Holyrood’s immigration minister Ben Macpherson has written to his UK counterpart ahead of a summit on the issue later this month amid growing concerns that Scotland will suffer under a post-Brexit crackdown.

In the letter to the Minister of State for Immigration Caroline Nokes, Mr Macpherson said a tailored approach to immigration should be considered.

He said: “A declaratory system, avoiding the need to make an application and removing the threat of refusal except in the most extreme circumstances would best protect the rights of EU citizens living here.”

The call comes after the Migration Advisory Committee (MAC) said a tailored migration policy for different parts of the UK should be taken forward.

A four-nations roundtable meeting on migration will see the Holyrood minister and Ms Noakes joined by the Welsh Government’s Brexit minister Jeremy Miles and the head of Northern Ireland’s Civil Service David Sterling.

“Given the significance of the matter to Scotland, I would also like to discuss how we can work together to deliver the regional immigration pilot projects the MAC recommended in their most recent report, which was a welcome acknowledgement of the need for tailored migration policy for different parts of the country,” his letter states.

Mr Macpherson has also renewed concerns over the proposed salary threshold of £30,000 for EU workers, which he claimed would have a “catastrophic” effect on the economy of Scotland.
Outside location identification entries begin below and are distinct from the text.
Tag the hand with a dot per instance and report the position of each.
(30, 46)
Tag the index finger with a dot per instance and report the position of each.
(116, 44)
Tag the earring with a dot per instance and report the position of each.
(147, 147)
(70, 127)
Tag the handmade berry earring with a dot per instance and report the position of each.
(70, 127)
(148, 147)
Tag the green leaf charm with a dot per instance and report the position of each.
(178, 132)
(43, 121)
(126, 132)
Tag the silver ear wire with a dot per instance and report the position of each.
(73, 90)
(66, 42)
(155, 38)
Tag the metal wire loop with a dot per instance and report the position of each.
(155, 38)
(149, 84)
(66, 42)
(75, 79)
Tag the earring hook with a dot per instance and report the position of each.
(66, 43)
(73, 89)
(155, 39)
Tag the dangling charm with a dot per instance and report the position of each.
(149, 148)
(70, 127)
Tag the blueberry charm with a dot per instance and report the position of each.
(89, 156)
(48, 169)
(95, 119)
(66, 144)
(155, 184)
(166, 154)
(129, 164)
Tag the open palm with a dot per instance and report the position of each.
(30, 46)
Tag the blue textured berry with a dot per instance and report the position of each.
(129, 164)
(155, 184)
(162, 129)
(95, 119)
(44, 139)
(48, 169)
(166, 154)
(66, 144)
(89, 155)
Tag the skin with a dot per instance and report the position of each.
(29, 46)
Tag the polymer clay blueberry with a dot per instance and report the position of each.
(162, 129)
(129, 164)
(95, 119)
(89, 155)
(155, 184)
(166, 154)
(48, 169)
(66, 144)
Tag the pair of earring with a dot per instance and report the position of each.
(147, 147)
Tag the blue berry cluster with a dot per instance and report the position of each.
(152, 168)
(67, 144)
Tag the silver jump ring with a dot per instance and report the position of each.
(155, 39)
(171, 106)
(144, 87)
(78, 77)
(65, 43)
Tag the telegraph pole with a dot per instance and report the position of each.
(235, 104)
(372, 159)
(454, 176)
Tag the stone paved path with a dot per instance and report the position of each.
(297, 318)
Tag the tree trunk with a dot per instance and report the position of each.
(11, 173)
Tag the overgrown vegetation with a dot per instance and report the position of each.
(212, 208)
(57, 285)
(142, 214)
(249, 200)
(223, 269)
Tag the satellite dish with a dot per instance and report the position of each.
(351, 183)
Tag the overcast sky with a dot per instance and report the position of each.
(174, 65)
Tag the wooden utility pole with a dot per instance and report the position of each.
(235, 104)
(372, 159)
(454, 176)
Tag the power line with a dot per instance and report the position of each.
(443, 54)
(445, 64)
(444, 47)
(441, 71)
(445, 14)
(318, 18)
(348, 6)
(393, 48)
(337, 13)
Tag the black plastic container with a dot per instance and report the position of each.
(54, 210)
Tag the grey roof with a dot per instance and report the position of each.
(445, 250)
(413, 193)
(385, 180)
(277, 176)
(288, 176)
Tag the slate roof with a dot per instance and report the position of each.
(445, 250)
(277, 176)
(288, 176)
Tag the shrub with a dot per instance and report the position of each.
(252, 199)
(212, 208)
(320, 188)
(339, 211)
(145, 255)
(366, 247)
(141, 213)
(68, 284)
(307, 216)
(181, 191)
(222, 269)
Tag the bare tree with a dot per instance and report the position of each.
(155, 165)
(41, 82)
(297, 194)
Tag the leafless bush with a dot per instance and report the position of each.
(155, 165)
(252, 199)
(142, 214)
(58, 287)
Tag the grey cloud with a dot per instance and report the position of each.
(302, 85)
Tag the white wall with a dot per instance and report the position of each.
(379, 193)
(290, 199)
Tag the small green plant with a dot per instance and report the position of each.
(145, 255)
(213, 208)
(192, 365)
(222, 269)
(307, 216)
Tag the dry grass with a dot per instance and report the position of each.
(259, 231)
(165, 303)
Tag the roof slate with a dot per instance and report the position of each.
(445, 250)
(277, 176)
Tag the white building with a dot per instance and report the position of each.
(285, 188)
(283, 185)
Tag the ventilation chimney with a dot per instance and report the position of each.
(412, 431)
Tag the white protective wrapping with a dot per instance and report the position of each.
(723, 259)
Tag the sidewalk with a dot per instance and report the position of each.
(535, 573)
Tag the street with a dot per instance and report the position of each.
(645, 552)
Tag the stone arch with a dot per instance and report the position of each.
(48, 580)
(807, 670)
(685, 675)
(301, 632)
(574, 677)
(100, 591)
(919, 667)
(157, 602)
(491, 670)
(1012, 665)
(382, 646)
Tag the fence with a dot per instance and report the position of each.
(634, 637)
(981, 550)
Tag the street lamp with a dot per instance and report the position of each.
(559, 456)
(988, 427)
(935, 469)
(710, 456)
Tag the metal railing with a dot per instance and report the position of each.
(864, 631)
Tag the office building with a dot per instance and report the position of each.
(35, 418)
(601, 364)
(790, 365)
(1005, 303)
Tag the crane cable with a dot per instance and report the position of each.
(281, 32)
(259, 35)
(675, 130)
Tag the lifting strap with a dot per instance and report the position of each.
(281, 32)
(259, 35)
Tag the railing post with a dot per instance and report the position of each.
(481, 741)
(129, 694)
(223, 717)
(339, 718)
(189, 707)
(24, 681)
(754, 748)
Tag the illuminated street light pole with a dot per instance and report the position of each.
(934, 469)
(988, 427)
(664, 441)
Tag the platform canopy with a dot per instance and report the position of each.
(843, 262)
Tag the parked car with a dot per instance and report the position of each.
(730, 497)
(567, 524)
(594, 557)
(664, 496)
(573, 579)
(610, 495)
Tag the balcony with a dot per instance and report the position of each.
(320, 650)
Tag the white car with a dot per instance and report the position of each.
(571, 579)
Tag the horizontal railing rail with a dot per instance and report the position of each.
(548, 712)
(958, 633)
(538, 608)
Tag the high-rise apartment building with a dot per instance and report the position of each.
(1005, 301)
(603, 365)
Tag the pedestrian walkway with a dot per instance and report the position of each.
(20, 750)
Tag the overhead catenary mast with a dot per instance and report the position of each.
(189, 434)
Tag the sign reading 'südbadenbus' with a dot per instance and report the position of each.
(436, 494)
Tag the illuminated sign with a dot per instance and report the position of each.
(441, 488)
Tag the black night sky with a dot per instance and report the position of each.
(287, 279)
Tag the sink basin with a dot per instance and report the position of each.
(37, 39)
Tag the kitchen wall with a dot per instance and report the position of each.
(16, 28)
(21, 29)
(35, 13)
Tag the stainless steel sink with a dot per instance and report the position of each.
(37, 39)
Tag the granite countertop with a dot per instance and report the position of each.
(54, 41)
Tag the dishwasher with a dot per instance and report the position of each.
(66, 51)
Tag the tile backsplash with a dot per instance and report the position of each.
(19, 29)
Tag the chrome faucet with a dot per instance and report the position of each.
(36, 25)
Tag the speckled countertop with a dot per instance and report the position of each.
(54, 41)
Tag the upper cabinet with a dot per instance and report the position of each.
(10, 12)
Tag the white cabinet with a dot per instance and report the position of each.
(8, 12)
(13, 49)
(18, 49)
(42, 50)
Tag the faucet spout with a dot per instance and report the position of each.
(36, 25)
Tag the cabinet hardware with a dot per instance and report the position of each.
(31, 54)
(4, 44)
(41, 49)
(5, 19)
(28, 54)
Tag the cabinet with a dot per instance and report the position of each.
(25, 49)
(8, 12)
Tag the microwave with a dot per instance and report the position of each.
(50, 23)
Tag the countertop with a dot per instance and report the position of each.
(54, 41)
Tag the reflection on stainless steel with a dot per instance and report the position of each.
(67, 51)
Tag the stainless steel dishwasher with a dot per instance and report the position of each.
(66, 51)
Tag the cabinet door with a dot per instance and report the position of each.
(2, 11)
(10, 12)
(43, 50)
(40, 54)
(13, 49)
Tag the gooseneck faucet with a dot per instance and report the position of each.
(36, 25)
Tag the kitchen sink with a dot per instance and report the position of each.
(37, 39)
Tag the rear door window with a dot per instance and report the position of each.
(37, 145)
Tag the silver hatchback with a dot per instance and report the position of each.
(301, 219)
The country is facing a population shortfall of 500,000 and immigration is seen as vital for the future. Mr Macpherson is also seeking details on the timescale for introducing the planned new immigration system, the UK Government’s preparations for a no-deal Brexit scenario and for updates on the status of EU students in the country.
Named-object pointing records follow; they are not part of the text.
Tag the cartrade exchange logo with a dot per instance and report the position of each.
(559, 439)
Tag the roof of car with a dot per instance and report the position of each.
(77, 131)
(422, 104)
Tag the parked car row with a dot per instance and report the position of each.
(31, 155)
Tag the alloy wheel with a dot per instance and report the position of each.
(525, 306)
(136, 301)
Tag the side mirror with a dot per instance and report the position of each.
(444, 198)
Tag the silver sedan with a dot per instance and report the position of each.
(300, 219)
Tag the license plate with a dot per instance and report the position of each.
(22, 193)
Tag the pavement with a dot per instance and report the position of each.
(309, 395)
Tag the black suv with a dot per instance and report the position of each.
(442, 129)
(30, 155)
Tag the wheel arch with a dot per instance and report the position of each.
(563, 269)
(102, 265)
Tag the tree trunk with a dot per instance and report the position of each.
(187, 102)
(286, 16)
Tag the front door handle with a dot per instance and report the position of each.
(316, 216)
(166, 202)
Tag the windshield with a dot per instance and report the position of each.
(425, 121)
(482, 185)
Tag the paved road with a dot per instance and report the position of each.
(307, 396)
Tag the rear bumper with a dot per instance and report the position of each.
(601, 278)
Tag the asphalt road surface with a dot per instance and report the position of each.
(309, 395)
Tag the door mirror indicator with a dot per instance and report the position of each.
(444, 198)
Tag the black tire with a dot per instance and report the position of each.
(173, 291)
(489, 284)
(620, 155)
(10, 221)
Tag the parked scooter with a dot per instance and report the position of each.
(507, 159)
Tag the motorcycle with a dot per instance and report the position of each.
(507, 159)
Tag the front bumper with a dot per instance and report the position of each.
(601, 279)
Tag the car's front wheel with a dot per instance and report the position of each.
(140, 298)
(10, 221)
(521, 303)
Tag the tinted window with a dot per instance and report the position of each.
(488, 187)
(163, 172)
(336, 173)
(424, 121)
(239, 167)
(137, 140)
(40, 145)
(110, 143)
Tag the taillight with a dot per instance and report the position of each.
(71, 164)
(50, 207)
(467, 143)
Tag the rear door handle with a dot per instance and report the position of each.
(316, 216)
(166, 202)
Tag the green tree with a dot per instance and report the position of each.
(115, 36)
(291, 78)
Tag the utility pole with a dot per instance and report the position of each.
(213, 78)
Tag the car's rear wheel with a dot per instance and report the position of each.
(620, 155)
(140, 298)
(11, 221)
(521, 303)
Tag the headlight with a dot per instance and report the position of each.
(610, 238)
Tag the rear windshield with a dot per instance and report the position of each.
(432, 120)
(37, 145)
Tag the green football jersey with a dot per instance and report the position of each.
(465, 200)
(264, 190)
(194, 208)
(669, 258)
Issues potentially raised by the EU settlement scheme were also noted by Mr Macpherson, who said there was little detail that had been provided about the process for frontier workers to apply for a document to certify their rights. “I would welcome a discussion on amending the current EU Settlement Scheme from a constitutive to a declarative system,” he said.

“The Scottish Government believes that EU citizens should not need to apply to maintain the rights they already have.”